La repercusión de esta iniciativa se plasmó en el proyecto de creación de la Universidad Nacional del Centro que iba a abarcar en su radio de acción a las provincias de Santiago del Estero, Catamarca, y la Rioja, aprobado por el Senado de la Nación y con despacho favorable da la Cámara de Diputados vigente al 31 de agosto de 1961 que no llegó a ser tratado finalmente a raíz de los vaivenes políticos que agitaban la vida nacional, pero fue impulsado por el Senador Nacional por Santiago del Estero Pedro H. Miguel hasta la caída del Presidente Frondizi.

La ultima iniciativa favorable emanó del Decreto Provincial Nº 326 suscripto por el Gobernador-Interventor federal Carlos A. Jensen en 1972 que creó la comisión Pro-Universidad Nacional de Santiago del Estero que integraban los Profesores Edvino A. Paz y Rodolfo A. Díaz, Ing. Néstor René Ledesma, Lic. José Humberto Alegre, Dr. Francisco Cerro, Dr. Emilio Hallak, Sra. Beatriz B. de Prados, Prof. Sara E. Rigourd, y Sr. Benjamín F. López; Colaboradores invitados Lic. Alberto Tasso y Lic. Manuel Santos.

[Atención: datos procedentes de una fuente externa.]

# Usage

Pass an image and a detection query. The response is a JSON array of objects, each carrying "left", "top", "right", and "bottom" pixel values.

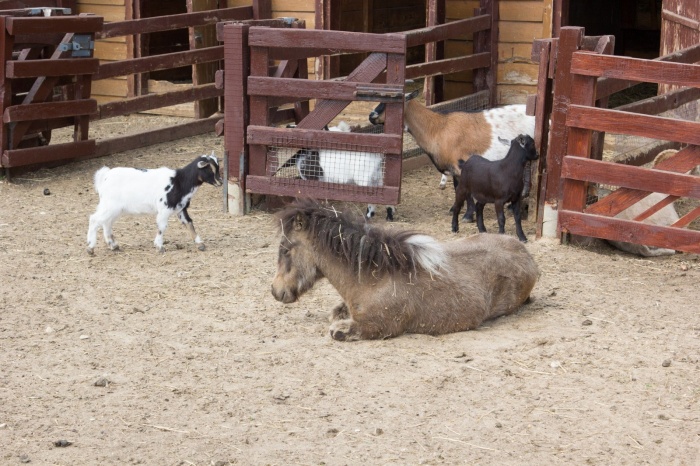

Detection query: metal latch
[{"left": 58, "top": 34, "right": 95, "bottom": 57}]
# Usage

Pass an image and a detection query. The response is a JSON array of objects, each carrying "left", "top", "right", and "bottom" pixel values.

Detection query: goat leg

Las intensas gestiones ante el gobierno nacional dieron como resultado el apoyo del Presidente de facto Gral. Lanusse y su Ministro de Educación Dr. Gustavo Malek que suscribieron el Decreto-Ley Nº 20.360 del 10 de mayo de 1973 que creaba la Universidad Nacional de Santiago del Estero, a cuyo seno se incorporaba la Facultad de Ingeniería Forestal ya existente. Sus primeras actividades organizativas estuvieron a cargo del Ing. Carlos A. Ruiz, designado por la cartera educativa a cargo del Dr. Jorge Taiana en 1974 y con la Presidente de la Nación Sra. María Estela Martínez de Perón, a quien sucedió en el Ministerio de Educación del Dr. Oscar Ivanissevich el Ing. César E. Iturre. Producido el golpe militar de 1976, ese año asumió dichas funciones el Dr. Ariel Alvarez Valdez quien permaneció hasta 1983. Bajo su autoridad se construyeron los principales pabellones de la nueva universidad en terrenos cedidos por el Estado provincial, se inauguró el moderno Paraninfo y Salón de Actos más importante del norte argentino, y se organizaron en forma departamentalizadas sus carreras Universitarias, las mismas que después de 1983 adoptaron la denominación de Facultades hasta la actualidad.